One can understand the intent for Brown to reduce the business' cost base, given it's in something of a rebuilding phase, with significant investment taking place off track (a new wind tunnel and simulator), not to mention that McLaren Group has faced some financial challenges in the recent past.
It came perilously close to running out of cash in July 2020 before the injection of a GBP 150 million loan courtesy of the National Bank of Bahrain, which has links to Mumtalakat, the sovereign wealth fund of Bahrain and also McLaren's largest shareholder.
That came after the British Government rejected a request for a loan in May 2020, which prompted the company to consider mortgaging its historic car collection which was, at the time, estimated to be worth in the region of GBP 200 million.
In December 2020, a 15 percent stake in McLaren Racing was sold to a consortium led by MSP Sports Capital for GBP 185 million, that slice potentially rising to a maximum of 33 percent by the end of this year.
It's a deal that, at the time, put a valuation on the racing operation of GBP 560 million.
Since then, the McLaren Campus, which houses the company's Formula 1 operation within the McLaren Technology Centre, has been sold for GBP 170 million as part of a lease-back agreement with Global Net Lease in April 2021.
Finances have seemingly now stabilised, but McLaren has divested both assets and equity in the process, while the Group is on a seemingly perennial round of capital raising to support the Automotive side of the company.

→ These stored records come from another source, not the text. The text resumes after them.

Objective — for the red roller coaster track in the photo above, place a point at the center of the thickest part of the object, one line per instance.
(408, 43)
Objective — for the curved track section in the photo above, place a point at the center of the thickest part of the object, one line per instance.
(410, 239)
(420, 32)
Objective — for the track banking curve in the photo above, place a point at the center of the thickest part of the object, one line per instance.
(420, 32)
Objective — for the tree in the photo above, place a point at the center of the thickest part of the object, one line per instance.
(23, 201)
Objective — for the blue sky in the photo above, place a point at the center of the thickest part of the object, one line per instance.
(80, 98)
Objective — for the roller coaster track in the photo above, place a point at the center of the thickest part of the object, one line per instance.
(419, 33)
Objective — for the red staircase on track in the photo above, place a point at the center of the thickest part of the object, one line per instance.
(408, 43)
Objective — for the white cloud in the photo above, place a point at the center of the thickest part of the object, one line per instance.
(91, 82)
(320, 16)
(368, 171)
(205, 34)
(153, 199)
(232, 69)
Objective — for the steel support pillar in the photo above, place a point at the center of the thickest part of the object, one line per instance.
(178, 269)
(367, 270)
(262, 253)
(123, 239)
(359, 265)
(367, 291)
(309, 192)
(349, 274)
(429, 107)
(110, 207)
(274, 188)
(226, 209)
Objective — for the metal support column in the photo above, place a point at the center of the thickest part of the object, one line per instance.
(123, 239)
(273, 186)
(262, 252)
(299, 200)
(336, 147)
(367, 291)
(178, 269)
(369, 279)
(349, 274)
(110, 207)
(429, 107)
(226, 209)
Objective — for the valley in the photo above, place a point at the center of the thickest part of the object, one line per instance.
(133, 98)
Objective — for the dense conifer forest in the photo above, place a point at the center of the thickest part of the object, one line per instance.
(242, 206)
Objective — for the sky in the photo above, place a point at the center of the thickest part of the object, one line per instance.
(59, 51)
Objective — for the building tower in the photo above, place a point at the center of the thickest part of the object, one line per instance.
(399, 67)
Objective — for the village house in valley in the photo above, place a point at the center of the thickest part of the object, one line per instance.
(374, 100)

A potential bill in the region of USD 50 million to hire a new driver will therefore be noticed.
Even in the best-case scenario, and Ricciardo's settlement is reduced and there is nothing payable for Piastri beyond a salary, it's difficult to imagine a scenario where that total figure is less than it would have paid out in 2023 without the current kerfuffle.
That would appear to defy the financial motivation for the move, leaving only a disruptive and expensive way to procure a new driver without any guarantee of returns.
It's a seemingly high-risk strategy, even in F1 terms.